Item 1.01. Entry into a Material Definitive Agreement.



Control Block Transfer Agreement



On May 10, 2021, the Company executed a Control Block Transfer Agreement with Phil Sands and Arthur Mikaelian, pursuant to which, effective Mr. Sands agreed to transfer 2,500,000 shares of the Company’s Series A Super Voting Preferred Stock to Dr. Mikaelian, representing a transfer of majority voting control over the Company because the holder of such 2,500,000 shares of our Series A Super Voting Preferred Stock automatically carries a vote equal to 51% on all matters submitted to a vote of the holders of our Common Stock and Preferred Stock. Mr.
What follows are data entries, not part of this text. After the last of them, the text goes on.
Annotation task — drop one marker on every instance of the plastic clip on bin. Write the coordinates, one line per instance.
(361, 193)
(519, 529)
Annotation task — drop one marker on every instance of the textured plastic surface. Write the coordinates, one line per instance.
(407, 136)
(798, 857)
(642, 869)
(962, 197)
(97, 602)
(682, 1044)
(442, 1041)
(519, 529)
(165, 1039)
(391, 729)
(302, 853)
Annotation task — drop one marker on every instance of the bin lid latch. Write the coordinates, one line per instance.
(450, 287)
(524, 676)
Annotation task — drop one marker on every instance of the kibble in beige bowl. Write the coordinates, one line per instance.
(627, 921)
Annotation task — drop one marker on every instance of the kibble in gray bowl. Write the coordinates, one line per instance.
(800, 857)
Sands agreed to transfer the Control Block to Arthur Mikaelian in exchange for 3,000,000 shares of the Company’s Common Stock, and for the payment of $22,500 in accrued salary, as well as the payment of health insurance benefits through January of 2022.
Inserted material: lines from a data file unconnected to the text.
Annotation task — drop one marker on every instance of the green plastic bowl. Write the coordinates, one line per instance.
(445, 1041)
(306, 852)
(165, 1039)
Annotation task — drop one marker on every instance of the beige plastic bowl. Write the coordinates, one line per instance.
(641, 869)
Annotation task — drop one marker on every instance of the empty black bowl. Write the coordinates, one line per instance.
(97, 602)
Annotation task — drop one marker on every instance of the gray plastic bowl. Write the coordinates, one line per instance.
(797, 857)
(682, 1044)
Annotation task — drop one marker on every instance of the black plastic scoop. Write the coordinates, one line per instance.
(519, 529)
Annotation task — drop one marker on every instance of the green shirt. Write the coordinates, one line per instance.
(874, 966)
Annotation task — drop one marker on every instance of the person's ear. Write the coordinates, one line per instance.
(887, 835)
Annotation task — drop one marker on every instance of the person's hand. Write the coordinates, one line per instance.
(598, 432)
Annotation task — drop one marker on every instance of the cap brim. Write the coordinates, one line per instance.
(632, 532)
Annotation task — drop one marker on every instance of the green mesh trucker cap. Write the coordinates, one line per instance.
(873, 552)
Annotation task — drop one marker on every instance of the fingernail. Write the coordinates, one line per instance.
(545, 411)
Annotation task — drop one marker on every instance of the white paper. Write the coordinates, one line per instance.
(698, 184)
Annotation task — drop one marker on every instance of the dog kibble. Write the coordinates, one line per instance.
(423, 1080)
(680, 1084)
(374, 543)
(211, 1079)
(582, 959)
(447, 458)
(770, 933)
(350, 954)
A copy of the Control Block Transfer Agreement is attached hereto as Exhibit 10.1. The description of the Control Block Transfer Agreement herein is qualified by the terms of the full text of the Control Block Transfer Agreement attached hereto and the terms thereof are incorporated herein by reference.



Item 5.01 Changes in Control of Registrant



As discussed in Item 1.01 above, the May 10, 2021 Control Block Transfer Agreement represents a change in majority voting control of the Company, since Arthur Mikaelian now holds the Control Block, entitling him to 51% majority voting control on all matters coming before a vote of our shareholders.



Item 5.02 Appointment of New Officer



Board Consent and Resignation



On May 10, 2021, in connection with the execution of the Control Block Transfer Agreement, Phil Sands submitted his resignation from all Officer and Director positions with the Company, which will be effective following the ten-day period after the mailing of a Schedule 14F to our shareholders of record, at which time our current CEO and Director, Dr. Mikaelian, shall assume the additional roles of President, CFO, Secretary and Treasurer of the Company until such time as others are appointed.



A copy of the Board of Directors Consent dated May 10, 2021 and Mr. Sands’s Resignation Letter, also dated May 10, 2021, are attached hereto as Exhibit 10.2 and incorporated herein by reference.



Pursuant to the foregoing, the Company shall file a Schedule 14F in the following days to detail majority shareholder approval of Change in Control of our Board of Directors in connection with the Transition to a Holding Company.